Thyroglobulin (Tg), the precursor protein for thyroid hormone synthesis is detectable in the serum of most normal individuals when a sensitive method is used. The serum Tg level integrates three major factors: (i) the mass of differentiated thyroid tissue present; (ii) any inflammation or injury to the thyroid gland which causes the release of Tg; and (iii) the amount of stimulation of the TSH receptor (by TSH, hCG or TRAb). An elevated serum Tg concentration is a non-specific indicator of thyroid dysfunction. Most patients with elevated serum Tg have benign thyroid conditions. The primary use of serum Tg measurements is as a tumor marker for patients carrying a diagnosis of differentiated thyroid cancer (DTC). Approximately two thirds of these patients have an elevated pre-operative serum Tg level that confirms the tumor's ability to secrete Tg, and validates the use of serum Tg measurements as a post-operative tumor marker.[307] In contrast, when the pre-operative serum Tg concentration is not elevated above normal, there is no evidence that the tumor is capable of Tg secretion, and the value of an undetectable post-operative serum Tg value is less reassuring. In such patients a detectable post-operative serum Tg could represent a large amount of tumor. In general, changes in serum Tg post-operatively represent changes in tumor mass, provided that a constant TSH level is maintained with L-T4 therapy.

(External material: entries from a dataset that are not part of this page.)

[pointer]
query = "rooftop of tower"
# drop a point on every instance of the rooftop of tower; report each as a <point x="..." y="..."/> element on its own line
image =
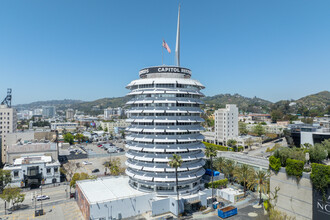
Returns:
<point x="184" y="72"/>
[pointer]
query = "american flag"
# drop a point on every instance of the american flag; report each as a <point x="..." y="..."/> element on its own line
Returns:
<point x="166" y="47"/>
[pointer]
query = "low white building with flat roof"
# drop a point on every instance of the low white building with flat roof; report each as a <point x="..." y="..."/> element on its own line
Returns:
<point x="33" y="171"/>
<point x="111" y="198"/>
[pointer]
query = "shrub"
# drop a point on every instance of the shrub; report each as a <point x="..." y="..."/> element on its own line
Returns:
<point x="294" y="167"/>
<point x="292" y="153"/>
<point x="217" y="184"/>
<point x="266" y="205"/>
<point x="275" y="163"/>
<point x="317" y="153"/>
<point x="320" y="177"/>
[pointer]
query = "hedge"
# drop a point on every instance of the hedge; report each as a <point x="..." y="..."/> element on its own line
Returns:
<point x="294" y="167"/>
<point x="275" y="163"/>
<point x="217" y="147"/>
<point x="320" y="177"/>
<point x="217" y="184"/>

A serum Tg measured during TSH stimulation [endogenous TSH or recombinant human TSH (rhTSH)] is more sensitive for detecting residual or metastatic DTC than a basal Tg measurement made during L-T4 treatment (Figure 6).[308] The magnitude of the serum Tg increase in response to TSH provides a gauge of the TSH sensitivity of the tumor. Well-differentiated tumors typically display a ~10-fold stimulation of serum Tg in response to a high TSH.[309] Poorly differentiated tumors that do not concentrate iodide may display a blunted response to TSH stimulation.[310]

Serum Tg responses after rhTSH administration or T3 withdrawal. Data from ref. 308.